Silva classifier training

Benedict · July 22, 2020, 11:42am

Hi,

I would like to classify my query sequences using pre-trained silva classifier contributed by qiime2 society, however it was incompatible with the current qiime2 release (2020.6). Thus, I planned to train my own classifier using the pre-formatted SILVA reference database and taxonomy files (138 release) from the data resource page https://docs.qiime2.org/2020.6/data-resources/#taxonomy-classifiers-for-use-with-q2-feature-classifier. However, the job was killed due to incompatible version of scikit. May I know which version of scikit was used to process and produce the pre-formatted SILVA 138 release? Else, do you have any idea on which version of qiime2 is compatible with the mentioned pre-formatted silva database?
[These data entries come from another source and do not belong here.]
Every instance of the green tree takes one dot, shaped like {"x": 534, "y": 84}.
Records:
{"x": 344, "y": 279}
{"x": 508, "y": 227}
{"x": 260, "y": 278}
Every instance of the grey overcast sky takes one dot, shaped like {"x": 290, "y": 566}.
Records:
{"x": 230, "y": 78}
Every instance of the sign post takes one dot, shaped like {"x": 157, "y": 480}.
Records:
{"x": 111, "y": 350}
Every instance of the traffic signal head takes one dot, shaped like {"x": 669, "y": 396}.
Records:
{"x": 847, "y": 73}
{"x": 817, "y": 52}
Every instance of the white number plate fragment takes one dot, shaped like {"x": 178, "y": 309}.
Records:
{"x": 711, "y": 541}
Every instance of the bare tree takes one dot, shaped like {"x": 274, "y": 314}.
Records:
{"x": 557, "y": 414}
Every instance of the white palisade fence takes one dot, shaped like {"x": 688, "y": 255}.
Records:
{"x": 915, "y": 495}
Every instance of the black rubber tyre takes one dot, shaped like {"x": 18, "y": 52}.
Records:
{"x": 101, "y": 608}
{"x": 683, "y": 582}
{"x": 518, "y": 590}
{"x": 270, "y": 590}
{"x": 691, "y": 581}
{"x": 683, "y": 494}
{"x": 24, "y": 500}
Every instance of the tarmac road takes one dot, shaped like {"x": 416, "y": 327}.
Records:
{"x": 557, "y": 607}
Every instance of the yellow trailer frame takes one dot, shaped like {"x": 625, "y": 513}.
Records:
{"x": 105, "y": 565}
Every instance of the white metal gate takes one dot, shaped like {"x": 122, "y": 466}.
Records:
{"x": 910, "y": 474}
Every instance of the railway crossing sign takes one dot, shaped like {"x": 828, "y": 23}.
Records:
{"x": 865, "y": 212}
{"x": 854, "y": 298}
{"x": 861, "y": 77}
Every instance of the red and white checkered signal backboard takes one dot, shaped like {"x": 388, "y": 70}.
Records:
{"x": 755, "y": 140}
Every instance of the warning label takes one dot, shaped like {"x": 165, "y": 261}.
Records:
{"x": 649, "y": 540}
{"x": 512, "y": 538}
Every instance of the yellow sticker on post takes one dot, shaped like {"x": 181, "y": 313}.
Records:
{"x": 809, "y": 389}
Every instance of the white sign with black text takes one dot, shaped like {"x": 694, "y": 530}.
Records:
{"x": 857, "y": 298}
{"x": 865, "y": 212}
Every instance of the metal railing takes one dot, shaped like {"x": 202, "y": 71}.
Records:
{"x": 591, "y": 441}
Apart from this, my taxonomic classification using pre-trained classifier always being killed too due to memory error. May I seek the advice on computer core (mine is 6) and memory size (mine is12GB RAM) for the successful classification and classifier training based on your previous experience?

Thank you.

-Benedict-

SoilRotifer · July 22, 2020, 3:19pm

Hi @Benedict,

Unless your environment was altered, the current SILVA 138 classifiers should work with 2020.6, as they were made with that version. Do you know which version of scikit-learn you have?

We have an “escape hatch” of sorts… You can simply train the classifier yourself using these files as input to feature-classifier classify-sklearn.

-Mike

system · August 22, 2020, 9:19pm

This topic was automatically closed 31 days after the last reply. New replies are no longer allowed.